Listening to Revolution presents work by the contemporary artist Minia Biabiany (b. 1988). Living between Mexico and Guadeloupe, Biabiany creates videos about embodiment, sensation and spatial relationships. Her work Pawòl sé van (2020) is the focus of this presentation, as it explores the importance of sound in the midst of social change – past and present. The talk analyzes Pawòl sé van in the context of the artist’s intent: exposing a contemporary “silent genocide” in Guadeloupe. By drawing attention to distinct sounds in her video, it will stress the significance of translation, ecology, and embodiment in social justice movements. This presentation also includes a discussion with the artist about her current work.
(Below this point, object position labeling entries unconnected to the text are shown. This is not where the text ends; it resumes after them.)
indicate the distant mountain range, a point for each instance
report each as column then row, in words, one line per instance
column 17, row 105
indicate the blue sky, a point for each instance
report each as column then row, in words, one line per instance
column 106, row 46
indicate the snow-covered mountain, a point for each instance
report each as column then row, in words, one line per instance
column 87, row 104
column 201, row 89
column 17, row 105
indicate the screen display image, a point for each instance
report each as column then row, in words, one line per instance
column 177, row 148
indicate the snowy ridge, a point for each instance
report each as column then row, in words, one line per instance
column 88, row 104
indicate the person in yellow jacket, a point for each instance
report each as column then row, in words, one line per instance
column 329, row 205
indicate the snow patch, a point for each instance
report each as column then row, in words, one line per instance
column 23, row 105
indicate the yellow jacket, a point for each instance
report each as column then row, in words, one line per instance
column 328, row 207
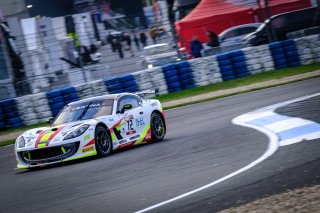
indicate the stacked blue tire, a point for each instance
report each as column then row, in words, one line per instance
column 9, row 116
column 56, row 101
column 59, row 98
column 172, row 78
column 232, row 65
column 69, row 95
column 114, row 85
column 128, row 83
column 185, row 74
column 284, row 54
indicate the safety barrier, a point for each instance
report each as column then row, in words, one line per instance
column 183, row 75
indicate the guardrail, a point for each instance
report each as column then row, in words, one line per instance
column 35, row 108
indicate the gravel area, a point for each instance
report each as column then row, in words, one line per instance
column 300, row 200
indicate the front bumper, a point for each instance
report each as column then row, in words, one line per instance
column 48, row 155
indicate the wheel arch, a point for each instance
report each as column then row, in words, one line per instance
column 106, row 127
column 162, row 115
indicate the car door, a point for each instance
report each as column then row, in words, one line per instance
column 133, row 120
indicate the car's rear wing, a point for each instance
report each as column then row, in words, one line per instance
column 148, row 93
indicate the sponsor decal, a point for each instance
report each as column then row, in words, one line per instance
column 122, row 141
column 90, row 143
column 140, row 122
column 86, row 137
column 129, row 117
column 87, row 149
column 148, row 135
column 46, row 136
column 131, row 132
column 134, row 137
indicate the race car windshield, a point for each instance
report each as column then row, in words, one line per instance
column 84, row 111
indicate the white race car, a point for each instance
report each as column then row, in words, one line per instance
column 93, row 126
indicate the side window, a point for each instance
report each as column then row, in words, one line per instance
column 133, row 100
column 247, row 30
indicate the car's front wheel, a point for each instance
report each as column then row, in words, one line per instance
column 102, row 141
column 158, row 128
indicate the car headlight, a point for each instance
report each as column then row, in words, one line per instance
column 20, row 142
column 77, row 132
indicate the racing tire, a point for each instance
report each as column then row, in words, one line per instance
column 102, row 141
column 157, row 126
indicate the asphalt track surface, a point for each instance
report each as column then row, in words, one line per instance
column 201, row 146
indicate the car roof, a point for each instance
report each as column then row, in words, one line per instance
column 155, row 45
column 102, row 97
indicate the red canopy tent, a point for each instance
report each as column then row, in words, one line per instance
column 215, row 15
column 218, row 15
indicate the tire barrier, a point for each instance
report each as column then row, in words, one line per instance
column 284, row 54
column 36, row 108
column 126, row 83
column 179, row 76
column 258, row 59
column 232, row 65
column 308, row 49
column 57, row 99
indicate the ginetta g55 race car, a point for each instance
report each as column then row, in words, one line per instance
column 93, row 126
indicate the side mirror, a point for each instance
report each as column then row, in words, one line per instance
column 50, row 120
column 125, row 108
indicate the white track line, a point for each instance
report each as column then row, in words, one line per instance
column 272, row 148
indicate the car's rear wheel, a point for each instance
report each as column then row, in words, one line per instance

Dr Yasmine Espert is visiting assistant professor of art history at Spelman College and École normale supérieure. Her publications on film and photography in the African diaspora include “Blood, Fire and Interiority in Horace Ové’s Pressure” for Nka: Journal of Contemporary African Art and “Can Photography Be Decolonial?” for Public Books, among others. Her first book project is under contract at Duke University Press. Dr Espert received a doctorate in art history from Columbia University.
Minia Biabiany (born in Guadeloupe, 1988) lives and works in Guadeloupe. In her installations and videos she uses the layering and the fragmentation of narrations framed in context of the Caribbean to build ephemeral poetics of forms. She observes the interrelation between colonialism, the action of weaving and the notion of territory. She initiated the artistic and pedagogical collective project Semillero Caribe in 2016 and continues with the ongoing project Doukou to explore pedagogical decolonial practices with the body and from concepts of Caribbean authors. Her work has been shown in the Xth Biennale de Berlin, TEOR/éTica in Costa Rica, Witte de Wite in Rotterdam, Cràter Invertido in Mexico, Prix Sc Po 2019 in Paris, SIGNAL in Malmö.